Ask for a bloodtest to be done. If it is negative you may still have APS. Many here have seronegative APS. An APS-specialist which most of us have here and do need, only looks for the symptoms to diagnose you.
Please look at Hughes Syndrome Foundation Charity website. Many books also available there. I prefer "Sticky Blood Explained" by Kay Thackray. I have it in pocket. She has APS herself and describes the symptoms and how it is to live with this illness. It is a very good book.
As APS (Sticky Blood or Hughes Syndrome) is too thick blood we feel much much better when our blood is anticoagulated and kept at the right level. A bit higher than ordinary warfarin patients.
Good luck and stay on here. Try to learn about the symptoms.
Thanks for the replies. my thyroid function has been checked for a few times and all results came back normal. I have never had any cases of blood clotting or thrombosis or anything that would indicate such problems (to the best of my knowledge). I feel confused about the seronegative issues as well. Beacause in every disease-dedicated website, it is said that you may have certain disease even if your lab results are negative. I have seen such claims on the websites of celiac disease foundation, lupus foundation of america, lyme disease foundation and other websites. So I believe the best option is to talk to an APS specialist which we do not have in my country. Are there any APS specialists available on the forum or the foundation website?

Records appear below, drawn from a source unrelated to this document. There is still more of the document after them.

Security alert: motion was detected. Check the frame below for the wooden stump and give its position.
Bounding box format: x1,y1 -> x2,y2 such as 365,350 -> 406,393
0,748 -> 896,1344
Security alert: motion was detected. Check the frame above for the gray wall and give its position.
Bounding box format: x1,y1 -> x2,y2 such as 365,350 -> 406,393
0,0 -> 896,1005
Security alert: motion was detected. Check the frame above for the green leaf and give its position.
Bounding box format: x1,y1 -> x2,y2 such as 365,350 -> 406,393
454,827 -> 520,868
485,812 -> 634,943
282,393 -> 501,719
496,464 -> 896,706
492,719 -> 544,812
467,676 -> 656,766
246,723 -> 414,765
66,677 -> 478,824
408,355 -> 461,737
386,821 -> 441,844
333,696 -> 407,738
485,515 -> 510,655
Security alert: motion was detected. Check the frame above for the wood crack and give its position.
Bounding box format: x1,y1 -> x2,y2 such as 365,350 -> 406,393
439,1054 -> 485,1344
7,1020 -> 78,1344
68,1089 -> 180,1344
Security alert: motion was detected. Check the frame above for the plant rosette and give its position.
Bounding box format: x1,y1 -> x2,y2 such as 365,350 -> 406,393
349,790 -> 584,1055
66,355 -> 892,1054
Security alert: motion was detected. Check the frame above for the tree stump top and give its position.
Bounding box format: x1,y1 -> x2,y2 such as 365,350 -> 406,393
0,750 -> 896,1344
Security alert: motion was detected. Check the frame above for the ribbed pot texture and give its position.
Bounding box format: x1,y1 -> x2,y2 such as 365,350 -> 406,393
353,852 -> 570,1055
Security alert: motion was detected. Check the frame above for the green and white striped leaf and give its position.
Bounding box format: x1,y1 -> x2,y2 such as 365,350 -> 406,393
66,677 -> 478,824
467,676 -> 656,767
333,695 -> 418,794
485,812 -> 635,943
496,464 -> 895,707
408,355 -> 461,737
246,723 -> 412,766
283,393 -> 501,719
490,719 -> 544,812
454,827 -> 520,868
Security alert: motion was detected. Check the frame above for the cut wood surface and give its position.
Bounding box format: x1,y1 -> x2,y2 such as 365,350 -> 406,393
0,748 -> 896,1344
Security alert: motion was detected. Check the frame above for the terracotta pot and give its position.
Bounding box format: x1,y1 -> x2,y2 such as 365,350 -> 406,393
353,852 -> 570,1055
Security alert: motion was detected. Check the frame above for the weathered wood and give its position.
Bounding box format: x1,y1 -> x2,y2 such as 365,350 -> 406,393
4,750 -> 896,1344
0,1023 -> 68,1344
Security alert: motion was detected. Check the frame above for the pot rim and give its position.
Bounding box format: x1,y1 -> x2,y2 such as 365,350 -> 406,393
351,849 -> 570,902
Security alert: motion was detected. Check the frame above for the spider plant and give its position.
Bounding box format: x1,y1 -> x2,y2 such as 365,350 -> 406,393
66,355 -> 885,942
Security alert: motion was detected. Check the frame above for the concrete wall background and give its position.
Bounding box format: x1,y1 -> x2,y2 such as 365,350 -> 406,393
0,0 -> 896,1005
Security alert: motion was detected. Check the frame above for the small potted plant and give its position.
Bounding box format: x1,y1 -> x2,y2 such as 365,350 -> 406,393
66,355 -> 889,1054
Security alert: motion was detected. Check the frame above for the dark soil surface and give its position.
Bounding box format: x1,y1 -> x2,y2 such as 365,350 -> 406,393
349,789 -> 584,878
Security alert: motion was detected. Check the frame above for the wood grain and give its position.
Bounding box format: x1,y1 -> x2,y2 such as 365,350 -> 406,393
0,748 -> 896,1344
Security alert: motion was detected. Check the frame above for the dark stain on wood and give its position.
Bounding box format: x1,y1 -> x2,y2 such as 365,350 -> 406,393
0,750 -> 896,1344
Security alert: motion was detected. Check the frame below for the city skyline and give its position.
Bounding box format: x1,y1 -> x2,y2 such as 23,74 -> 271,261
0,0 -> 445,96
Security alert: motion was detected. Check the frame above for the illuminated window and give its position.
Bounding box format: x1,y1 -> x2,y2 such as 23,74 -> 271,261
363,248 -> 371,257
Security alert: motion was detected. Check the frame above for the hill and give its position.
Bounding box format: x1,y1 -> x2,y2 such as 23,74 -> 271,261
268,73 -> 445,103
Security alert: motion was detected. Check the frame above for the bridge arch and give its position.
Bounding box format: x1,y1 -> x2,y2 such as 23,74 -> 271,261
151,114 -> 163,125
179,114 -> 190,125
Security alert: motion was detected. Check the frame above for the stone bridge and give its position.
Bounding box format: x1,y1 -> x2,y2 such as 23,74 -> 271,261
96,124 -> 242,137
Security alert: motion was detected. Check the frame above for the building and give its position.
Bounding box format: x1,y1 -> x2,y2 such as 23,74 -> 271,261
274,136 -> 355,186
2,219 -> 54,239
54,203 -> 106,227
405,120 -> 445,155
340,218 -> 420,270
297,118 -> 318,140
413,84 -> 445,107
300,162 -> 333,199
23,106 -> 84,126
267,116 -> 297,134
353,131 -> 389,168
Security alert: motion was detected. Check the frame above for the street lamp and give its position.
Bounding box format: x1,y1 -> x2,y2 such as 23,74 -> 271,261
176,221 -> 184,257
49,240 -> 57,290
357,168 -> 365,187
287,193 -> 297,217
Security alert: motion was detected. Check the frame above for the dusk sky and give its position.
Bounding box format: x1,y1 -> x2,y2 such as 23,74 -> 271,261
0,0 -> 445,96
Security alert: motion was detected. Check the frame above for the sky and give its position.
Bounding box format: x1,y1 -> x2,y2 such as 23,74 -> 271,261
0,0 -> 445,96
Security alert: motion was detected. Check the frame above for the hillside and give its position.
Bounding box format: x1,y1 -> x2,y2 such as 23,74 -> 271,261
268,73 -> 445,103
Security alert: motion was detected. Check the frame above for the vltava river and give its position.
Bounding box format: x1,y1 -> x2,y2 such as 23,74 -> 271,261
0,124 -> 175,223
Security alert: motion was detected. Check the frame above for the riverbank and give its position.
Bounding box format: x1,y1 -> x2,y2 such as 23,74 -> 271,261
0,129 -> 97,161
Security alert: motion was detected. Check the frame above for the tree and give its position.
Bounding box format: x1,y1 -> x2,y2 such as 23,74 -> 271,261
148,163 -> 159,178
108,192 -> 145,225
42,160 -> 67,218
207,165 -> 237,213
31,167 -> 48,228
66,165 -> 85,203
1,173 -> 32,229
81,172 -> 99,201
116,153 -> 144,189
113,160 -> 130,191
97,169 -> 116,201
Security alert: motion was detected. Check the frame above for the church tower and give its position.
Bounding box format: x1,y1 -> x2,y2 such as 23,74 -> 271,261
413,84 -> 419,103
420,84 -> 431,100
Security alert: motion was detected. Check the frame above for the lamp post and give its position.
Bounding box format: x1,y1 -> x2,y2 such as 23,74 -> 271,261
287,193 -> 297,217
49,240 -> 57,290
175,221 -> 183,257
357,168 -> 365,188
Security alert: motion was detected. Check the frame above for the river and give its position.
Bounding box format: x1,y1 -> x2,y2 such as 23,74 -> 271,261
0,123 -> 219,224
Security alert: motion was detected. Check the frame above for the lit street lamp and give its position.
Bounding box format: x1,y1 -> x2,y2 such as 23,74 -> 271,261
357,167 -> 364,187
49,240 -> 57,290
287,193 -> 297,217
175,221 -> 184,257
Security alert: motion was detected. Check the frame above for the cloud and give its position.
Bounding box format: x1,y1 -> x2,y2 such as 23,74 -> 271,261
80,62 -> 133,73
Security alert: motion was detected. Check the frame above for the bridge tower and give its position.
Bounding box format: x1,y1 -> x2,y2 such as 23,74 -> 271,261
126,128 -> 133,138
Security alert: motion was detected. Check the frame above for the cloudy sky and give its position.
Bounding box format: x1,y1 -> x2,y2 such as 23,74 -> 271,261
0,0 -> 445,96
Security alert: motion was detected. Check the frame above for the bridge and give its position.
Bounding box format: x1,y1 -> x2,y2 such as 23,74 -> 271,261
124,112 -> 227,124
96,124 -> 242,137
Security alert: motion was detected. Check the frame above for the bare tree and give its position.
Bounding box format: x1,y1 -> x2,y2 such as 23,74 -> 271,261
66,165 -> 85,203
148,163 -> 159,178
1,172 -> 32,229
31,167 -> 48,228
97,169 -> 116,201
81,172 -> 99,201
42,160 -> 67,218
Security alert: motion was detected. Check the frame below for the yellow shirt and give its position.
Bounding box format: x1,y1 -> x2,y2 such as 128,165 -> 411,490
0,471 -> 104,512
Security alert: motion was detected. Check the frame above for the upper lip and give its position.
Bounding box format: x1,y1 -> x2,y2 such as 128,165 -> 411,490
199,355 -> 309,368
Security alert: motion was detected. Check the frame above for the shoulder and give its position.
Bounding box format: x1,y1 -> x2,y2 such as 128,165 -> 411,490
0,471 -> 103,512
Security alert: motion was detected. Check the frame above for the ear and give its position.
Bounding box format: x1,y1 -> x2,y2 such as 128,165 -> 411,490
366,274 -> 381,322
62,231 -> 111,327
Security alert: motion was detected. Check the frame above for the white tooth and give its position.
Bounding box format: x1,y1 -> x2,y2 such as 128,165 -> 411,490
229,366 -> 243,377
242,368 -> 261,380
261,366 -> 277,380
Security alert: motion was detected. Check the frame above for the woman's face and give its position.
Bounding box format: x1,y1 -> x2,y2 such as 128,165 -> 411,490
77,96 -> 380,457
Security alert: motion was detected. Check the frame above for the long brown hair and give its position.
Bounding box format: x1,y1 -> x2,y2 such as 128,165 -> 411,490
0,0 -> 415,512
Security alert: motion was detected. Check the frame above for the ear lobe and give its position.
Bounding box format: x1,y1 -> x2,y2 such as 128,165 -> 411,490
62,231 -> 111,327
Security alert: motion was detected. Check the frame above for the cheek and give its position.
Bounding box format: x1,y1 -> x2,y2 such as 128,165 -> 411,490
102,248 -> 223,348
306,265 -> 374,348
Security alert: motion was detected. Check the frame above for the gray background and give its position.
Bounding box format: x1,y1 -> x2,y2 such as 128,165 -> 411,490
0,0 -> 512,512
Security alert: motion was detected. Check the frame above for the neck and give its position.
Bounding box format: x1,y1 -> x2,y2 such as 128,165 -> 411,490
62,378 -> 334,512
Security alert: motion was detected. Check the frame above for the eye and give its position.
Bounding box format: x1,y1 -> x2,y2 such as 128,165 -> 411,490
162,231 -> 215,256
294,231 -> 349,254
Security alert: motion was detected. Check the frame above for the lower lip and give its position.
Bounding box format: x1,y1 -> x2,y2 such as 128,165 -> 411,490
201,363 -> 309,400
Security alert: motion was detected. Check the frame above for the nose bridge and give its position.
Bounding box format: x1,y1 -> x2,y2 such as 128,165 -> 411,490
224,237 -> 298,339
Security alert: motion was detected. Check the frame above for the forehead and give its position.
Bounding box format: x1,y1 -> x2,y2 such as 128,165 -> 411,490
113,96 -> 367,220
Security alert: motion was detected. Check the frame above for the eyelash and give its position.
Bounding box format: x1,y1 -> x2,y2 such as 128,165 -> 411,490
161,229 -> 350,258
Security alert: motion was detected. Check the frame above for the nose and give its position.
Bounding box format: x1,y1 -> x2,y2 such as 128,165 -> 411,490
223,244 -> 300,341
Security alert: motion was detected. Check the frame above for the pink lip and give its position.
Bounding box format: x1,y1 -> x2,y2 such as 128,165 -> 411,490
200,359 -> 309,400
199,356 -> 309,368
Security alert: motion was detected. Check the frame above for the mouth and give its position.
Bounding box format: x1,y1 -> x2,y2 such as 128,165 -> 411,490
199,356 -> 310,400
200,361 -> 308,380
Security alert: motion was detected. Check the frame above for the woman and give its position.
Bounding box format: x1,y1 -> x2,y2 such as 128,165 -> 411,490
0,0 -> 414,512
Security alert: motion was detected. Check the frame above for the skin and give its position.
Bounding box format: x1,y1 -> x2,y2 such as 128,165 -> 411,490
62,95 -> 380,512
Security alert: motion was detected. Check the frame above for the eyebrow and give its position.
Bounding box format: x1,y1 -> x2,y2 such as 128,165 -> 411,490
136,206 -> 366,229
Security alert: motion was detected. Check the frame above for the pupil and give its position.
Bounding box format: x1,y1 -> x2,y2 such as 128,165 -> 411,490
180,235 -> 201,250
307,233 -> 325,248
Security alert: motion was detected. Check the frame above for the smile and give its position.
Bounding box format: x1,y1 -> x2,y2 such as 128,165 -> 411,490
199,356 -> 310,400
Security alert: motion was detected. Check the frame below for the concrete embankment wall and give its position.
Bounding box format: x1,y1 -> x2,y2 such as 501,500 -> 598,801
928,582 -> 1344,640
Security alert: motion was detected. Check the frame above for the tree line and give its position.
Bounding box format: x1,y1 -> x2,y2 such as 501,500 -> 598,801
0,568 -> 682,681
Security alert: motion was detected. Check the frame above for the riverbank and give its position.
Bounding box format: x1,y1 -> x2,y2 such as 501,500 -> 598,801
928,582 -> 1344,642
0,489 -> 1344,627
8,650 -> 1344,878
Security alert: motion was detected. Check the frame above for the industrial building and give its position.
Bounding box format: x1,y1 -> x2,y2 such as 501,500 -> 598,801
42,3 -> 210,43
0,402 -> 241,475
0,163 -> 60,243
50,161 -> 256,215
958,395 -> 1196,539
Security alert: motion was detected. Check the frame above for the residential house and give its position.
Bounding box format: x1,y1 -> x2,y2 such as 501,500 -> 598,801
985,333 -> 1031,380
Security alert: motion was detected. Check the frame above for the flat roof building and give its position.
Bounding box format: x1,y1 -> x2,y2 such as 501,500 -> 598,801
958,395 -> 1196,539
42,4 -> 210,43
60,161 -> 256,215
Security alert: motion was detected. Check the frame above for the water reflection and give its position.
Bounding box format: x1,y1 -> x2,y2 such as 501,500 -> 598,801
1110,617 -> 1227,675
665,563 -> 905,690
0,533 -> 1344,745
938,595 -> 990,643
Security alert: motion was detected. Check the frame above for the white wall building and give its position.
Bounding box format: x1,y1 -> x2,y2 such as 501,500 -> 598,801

Many thanks for your attention. I forgot to mention that this condition has been going on for more than five years. I have visited many ENTs, neurologists, endocrinologists. have done few MRIs, blood tests for various issues. However, all my results have come back normal. I also forgot to mention that my symptoms are usually accompanied by tension in my head which make me feel really bad and irritated. I don't know if it can be called migraine or not as I have never had any kind of headache before. I believe my sensation better qualifies as tension headache rather than migraine. no balance problems at all. one more clue that might indicate APS is that I feel better after taking 240 mg of aspirin. I have noticed it only recently but i know i cannot take it for long time as i also suffer from gastritis and IBS. well, i think, the next step should be to take 3 hallmark tests for APS and see what I get.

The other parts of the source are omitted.